I Like a Quiet Mind
I don’t want a lot of people in my life. I want a quiet life. I think that is why I often sit quietly smoking a pipe. Whichever pipe I am smoking on any given day is my best friend for that day. I’m not interested in having a lot of people in my life. I enjoy simplicity. But I am more typical of a Spiritual person than not. My days are quiet. But my family is not as I am. And while at times their social interactions conflict with me, I adapt very easily.
It’s just that I’d rather not adapt. I sit and think as the theologian/philosopher I am. Too much and I become hyper about thinking about too many people. I am my own best friend. Social people might not understand that being alone is NOT loneliness. I think deep thoughts I share with hardly anyone.

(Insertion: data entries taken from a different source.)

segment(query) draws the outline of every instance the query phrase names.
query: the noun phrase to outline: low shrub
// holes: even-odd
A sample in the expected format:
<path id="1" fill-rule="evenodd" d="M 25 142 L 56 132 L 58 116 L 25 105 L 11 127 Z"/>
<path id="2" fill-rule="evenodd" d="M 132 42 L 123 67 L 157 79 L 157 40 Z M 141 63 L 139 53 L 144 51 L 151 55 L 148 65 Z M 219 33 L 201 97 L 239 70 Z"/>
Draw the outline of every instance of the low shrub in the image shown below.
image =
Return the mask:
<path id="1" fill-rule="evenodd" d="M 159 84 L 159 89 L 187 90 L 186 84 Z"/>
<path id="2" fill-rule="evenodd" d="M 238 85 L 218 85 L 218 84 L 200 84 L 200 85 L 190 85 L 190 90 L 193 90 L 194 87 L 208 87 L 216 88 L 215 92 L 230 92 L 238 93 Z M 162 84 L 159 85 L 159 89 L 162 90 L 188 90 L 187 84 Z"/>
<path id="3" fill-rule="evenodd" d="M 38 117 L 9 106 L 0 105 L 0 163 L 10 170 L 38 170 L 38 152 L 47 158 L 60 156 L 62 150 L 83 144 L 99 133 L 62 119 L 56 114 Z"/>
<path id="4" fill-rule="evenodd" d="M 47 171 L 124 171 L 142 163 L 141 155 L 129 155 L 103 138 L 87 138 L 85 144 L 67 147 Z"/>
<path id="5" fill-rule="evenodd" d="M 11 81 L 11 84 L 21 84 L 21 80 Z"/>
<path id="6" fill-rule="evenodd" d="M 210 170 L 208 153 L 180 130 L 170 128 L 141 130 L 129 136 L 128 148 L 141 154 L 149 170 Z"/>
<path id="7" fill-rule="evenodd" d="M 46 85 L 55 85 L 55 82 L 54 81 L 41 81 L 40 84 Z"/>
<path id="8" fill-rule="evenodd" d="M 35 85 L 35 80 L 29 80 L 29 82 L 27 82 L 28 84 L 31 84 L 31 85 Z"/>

But that is just the way I am. My wife understands this about me, but as to whether anyone else would is a question I don’t want to answer. I’m not sure anyone else would. I write down my thoughts and share a few here, but I’d just prefer to smoke my pipe and live a rather solitary life. It suits me just fine. Some people like a life with a lot of people involvement. I don’t. For me, the fewer the better.
So, this is my thinking this morning as I smoke my Peterson System pipe. It is my friend for the day. My tobacco is Old Professor and my coffee this morning is from the Blue Bottle coffee company. Thank you for your time and Peace to each one of you.